I love to listen to voices. When I was in my first opera La Boheme in 1976 with the Baltimore Opera company, I became fascinated by the art form. I was a sponge in those rehearsals, taking in how the director was directing people, what the singers were doing and how they were singing, watching how an opera was put together. Right after that experience, I began a serious study of opera singers and singing by checking out every recording I could find in our local library. By the time I was 14, I knew all of Enrico Caruso's recordings, I could name what year, the aria/composer, and with whom he was singing. Yes, I was a nerd. In fact, all these years later, if you put on a Caruso recording I could probably still do it, just like some kids can spout off baseball stats.
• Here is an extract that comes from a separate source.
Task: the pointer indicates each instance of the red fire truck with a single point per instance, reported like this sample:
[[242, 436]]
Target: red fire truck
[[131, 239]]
In listening to opera singers on recording, I found I liked the older singers, I was fascinated by their choices and phrasing, it seemed so different than the current styles in the early 1980s. The actual singing technique seemed complete. What was going on? Why did one singer breathe in one place and another singer make a different choice? Why was a particular phrase so different in another singer's hands? Just like anything else, styles and fads go in and out of style, opera has the same issues: specific endings to arias change, high note choices, etc. Very early opera recordings can be hard to listen to, most singers didn't record well, Caruso was one of the few who did. Famous soprano Nellie Melba sounds like a warbly bird, orchestras sound like a general, huge, woofy wall of sound. Most recordings have a lot of static-y background noise. I learned to tune out the other things and just listen to the voice.
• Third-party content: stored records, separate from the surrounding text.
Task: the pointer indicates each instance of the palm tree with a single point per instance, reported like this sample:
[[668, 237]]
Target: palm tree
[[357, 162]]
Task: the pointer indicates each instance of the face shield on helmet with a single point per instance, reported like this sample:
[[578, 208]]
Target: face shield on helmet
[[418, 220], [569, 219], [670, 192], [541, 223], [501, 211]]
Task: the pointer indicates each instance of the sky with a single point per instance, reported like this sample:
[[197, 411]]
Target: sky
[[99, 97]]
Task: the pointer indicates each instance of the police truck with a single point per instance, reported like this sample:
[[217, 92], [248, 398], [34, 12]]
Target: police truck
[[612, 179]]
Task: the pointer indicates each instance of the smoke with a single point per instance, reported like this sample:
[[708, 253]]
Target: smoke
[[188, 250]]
Every human voice is different. With opera singing, no two voices are the same. Singers make choices in an aria for different reasons - to show off a particular technical prowess, an exceptional high note, the ability to go to pianissimo (very soft) on a dime, the way the words shape a musical phrase. And while I don't really listen to much opera anymore, I still have love and affection for it. The thing that draws me to great singing is legato line. The dictionary describes legato as "smooth and connected; without breaks between the successive tones." A classically trained singer knows legato line as singing from vowel to vowel, not having consonants break up the intention of the phrase. This is very tough to do and can take a lot of work. It is particularly hard for American singers, our language is filled with dipthdongs and I wouldn't describe it as musical. Legato line tends to be easier for Italian, Spanish, Swedish singers, singers who began with an open-voweled language. I remember chuckling to myself in Italy as I listened to people in the market place, their language is musical, they sing from word to word as they speak.

And this brings me to today's listening example. Ezio Pinza (1892-1957), there he is pictured at the top of the blog, back in the good old days when opera singers smoked. He was a bass with a gorgeous voice, he was matinee-idol handsome, and he handled his singing career with great wisdom for the long haul. Reknowned for his roles as Don Giovanni and Mephistopheles, he spent 22 seasons with the Metropolitan Opera. When he retired from the opera stage, he went to Broadway and created the role of Emile DeBeque in South Pacific, receiving a tony for his portrayal and setting the standard interpretation for the song "Some Enchanted Evening." I like things that are unusual and quirky in singing, so I was delighted to find him singing "Bali Ha'i" tacked on to the end of the cast album . Emile doesn't sing this in the show, this is Bloody Mary's big number. Whether Pinza did this to sell more albums or for some radio show there it is, a brilliant legato line saved for posterity. With the first few notes he sings, you know he's not American, his vowels are amazing and even, not a dipthdong to be heard. It is gorgeous singing and is a clear example of how legato line works. Enjoy!
http://www.youtube.com/watch?v=PG2UpNuTN6g

1 comment:

  1. Like what you said about legato.

    I was listening to various online versions of "Core n'grato" and was blown away by Giuseppe di Stefano's legato during a live performance with an unidentified Asian orchestra.

    His legato was so seamless it was astounding. None of the other big name tenors could match him on that particular song.